Ciò che vale la pena osservare è che il film conferma l’interpretazione del genere horror da parte del regista: un mix di denuncia politico-sociale e citazionismo che strizza l’occhio a tutti coloro che erano giovani negli anni Ottanta. Un mix vincente? Nì. Per quanto gli intenti siano interessanti, la sostanziale imperfezione di Noi risiede in uno squilibrio tra la narrazione e il suo significato più profondo: il secondo si chiarisce decisamente troppo in là nella storia e in modo troppo didascalico, mentre la prima si popola di talmente tanti simbolismi e citazioni che è facile perdere di vista il quadro d’insieme. In Noi troviamo così omaggi più o meno espliciti a horror quali Halloween e Nightmare – Dal profondo della notte, atmosfere alla Funny Games, momenti onirici quasi lynchiani, oltre a citazioni bibliche e rimandi ai miti della generazione del regista, dagli NWA al movimento “Hands Across America”. A questo si aggiunge il fatto che il genere pare mutare diverse volte nel corso del film: da thriller psicologico si trasforma in slasher contemporaneo stile The Strangers o You’renext, per poi approdare a uno scenario da zombie movie. Una complicazione di tematiche e stili che evidentemente nasce come omaggio, ma che allo stesso tempo uccide la tensione e non aiuta a far emergere ciò che davvero conta dal punto di vista concettuale.

A spiccare invece su tutto è l’interpretazione di Lupita Nyong’o: davvero brillante nella parte di Adelaide / Red, l’attrice kenyota ha studiato nel dettaglio espressioni, movimenti e modulazione della voce, e supera a pieni voti l’esame della sua prima prova horror.

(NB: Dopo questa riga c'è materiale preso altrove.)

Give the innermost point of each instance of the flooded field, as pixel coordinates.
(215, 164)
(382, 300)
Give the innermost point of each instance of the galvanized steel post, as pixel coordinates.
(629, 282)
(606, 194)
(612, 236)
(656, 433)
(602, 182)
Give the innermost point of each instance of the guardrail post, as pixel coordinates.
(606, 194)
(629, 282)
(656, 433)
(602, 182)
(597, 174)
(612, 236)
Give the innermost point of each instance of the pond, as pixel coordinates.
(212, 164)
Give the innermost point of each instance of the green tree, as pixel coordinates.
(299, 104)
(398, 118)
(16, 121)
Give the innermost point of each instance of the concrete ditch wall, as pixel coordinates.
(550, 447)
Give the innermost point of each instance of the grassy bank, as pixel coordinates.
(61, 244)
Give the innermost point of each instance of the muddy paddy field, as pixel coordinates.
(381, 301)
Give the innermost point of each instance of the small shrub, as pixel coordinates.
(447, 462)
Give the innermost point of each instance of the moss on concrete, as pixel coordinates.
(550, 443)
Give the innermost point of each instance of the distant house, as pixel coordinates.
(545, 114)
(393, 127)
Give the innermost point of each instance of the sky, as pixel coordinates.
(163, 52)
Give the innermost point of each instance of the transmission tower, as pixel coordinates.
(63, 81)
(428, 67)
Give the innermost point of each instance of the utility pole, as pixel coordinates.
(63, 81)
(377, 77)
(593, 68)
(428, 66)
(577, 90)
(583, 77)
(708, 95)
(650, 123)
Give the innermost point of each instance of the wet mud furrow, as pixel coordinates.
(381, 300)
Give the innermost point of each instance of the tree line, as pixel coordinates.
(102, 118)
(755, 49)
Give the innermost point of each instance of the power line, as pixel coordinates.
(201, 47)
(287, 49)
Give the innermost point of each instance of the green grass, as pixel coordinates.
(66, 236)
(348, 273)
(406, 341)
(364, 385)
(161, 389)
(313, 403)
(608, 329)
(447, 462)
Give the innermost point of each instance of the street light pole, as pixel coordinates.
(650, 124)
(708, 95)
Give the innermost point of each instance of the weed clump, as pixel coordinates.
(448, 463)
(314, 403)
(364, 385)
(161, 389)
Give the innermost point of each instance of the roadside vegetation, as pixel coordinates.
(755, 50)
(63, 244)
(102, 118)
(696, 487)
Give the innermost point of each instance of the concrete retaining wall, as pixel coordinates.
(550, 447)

Parte del merito è anche di Jordan Peele, che dimostra nuovamente di saper dirigere con abilità un cast nutrito, dove tutti, dagli attori più navigati (Elisabeth Moss) ai volti più giovani (Evan Alex, Shahadi Wright Joseph, l’emergente Madison Curry: tutti inquietantissimi) si difendono egregiamente.

Concludiamo con una riflessione. Da qualche anno, il cinema horror sta vivendo un periodo d’oro: ne è una prova lampante Noi, che al suo primo weekend in cartellone ha totalizzato incassi pari a 71 milioni di dollari. Una cifra straordinaria, se si pensa che Scappa – Get out due anni fa alla sua uscita di milioni ne aveva portati a casa “solo” 30 ed era stato comunque accolto come un enorme successo. Nel mezzo ci sono stati: un Oscar alla sceneggiatura originale, il progressivo affermarsi del produttore Jason Blum e l’ascesa più felpata della Monkeypaw, giovanissima casa di produzione di Peele che tra i suoi titoli conta Blackkklansman, anch’esso premio Oscar per la sceneggiatura. Cosa ci dice questo? Che forse nel 2019 le compagnie indipendenti e il genere horror in particolare stanno contribuendo a decidere le sorti della sala cinematografica più di quanto si potrebbe pensare. Il terreno è fertile perché il cinema horror possa reinventarsi ancora una volta, aprendosi sempre più a nuovi orizzonti che ne rafforzino il ruolo di specchio e sfogo della cultura da cui proviene. Da qui il voto “consigliato” al secondo lungometraggio di Jordan Peele: un voto, lo ammettiamo, “di manica larga”, ma che vuole premiare l’apporto significativo che il regista e i suoi produttori stanno fornendo a questa causa.